3. Develop a robust strategy

Any asset owner will tell you no matter how well you plan, prepare and mitigate risk, unexpected issues will always pop up along the way, which is particularly true in the development or repositioning of an asset. Whether it be construction related, contractual, financial, valuation, lease related, or the myriad of other possibilities, problems will always rear their head when taking on the complexity of development.

Developing a robust strategy alongside experts at the beginning is an affordable and effective way to set up your retail project for success. There are many constraints to manage in the development of a retail asset. Identifying them early, and removing hurdles can unlock the development potential of a project. There’s almost always at least one lever to be pulled that will trigger a profitable project.

DMA Partners is the development partner on a major subregional shopping centre on a large parcel of land. Upon DMA Partner’s engagement, it was established that there was a much greater level of market demand than the  owner had initially assumed and planned for. This early assessment created many constraints down the track, which required strategic redirection. DMA Partner’s identified the need to purchase and a small adjoining site that unlocked more than $70 million in asset value.

Feasibility is at the core of many of the issues we deal with, but all sorts of problems run along the surface of each of our dealings every day.

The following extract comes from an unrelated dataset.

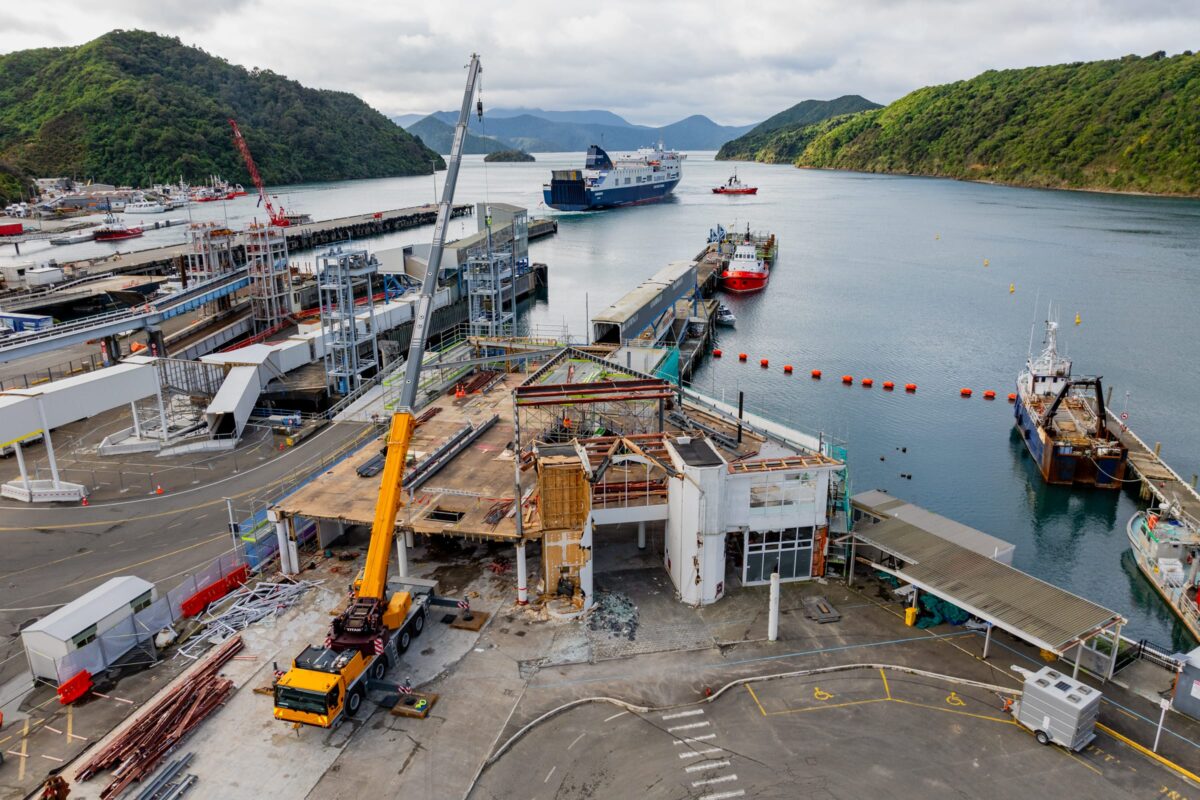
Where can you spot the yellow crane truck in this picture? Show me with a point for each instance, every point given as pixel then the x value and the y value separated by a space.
pixel 329 683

But having a solution to problems that arise doesn’t come easy. You need to have delivered a number of projects from end to end so you have an understanding of potential, opportunity, risk, and market. It’s not about knowing one phase of development, but truly understanding every element and having an intricate, hands on role throughout the entire process.

4. Engage an Experienced Team

It sounds simple, but so often we see the wrong team put together that just don’t have the right retail experience in the relevant discipline. Just like you wouldn’t go to a knee surgeon when you need brain surgery, it’s no use appointing an architect who specialises in residential development  to master plan a retail project.  But it happens so often.

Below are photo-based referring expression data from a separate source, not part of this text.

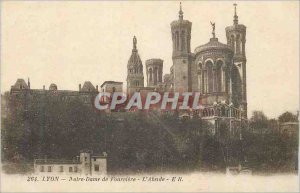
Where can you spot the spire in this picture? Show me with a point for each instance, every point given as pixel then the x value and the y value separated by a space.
pixel 180 13
pixel 213 25
pixel 134 43
pixel 235 20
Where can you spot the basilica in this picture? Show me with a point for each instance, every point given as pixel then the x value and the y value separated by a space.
pixel 215 69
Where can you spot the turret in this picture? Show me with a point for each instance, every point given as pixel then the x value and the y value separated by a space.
pixel 182 57
pixel 236 39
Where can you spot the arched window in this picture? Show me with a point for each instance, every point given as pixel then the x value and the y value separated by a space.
pixel 238 42
pixel 182 40
pixel 210 78
pixel 155 75
pixel 177 40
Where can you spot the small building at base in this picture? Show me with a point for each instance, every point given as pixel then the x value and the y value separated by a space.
pixel 84 164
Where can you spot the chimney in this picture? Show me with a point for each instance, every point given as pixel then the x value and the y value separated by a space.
pixel 28 83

Don’t underestimate the value of good advice. We work in a great industry and people are always happy to meet, talk and impart knowledge. It’s important to leverage that, by getting involved, being inquisitive and building your network.

A strong understanding of the market and how to maximise returns is crucial in being able to deliver a profitable project. At the end of the day, it comes down to experience.  But the experience has to be across the board.

The experience of a trusted advisor gives you the ability to take all the information available and condense it into a strategy that is real, robust, bankable and deliverable.

DMA Partners has built a business on providing good advice, and our clients and the industry have come to know and trust us in that. It is rewarding to see our strategy development and advice delivering returns for our clients and partners.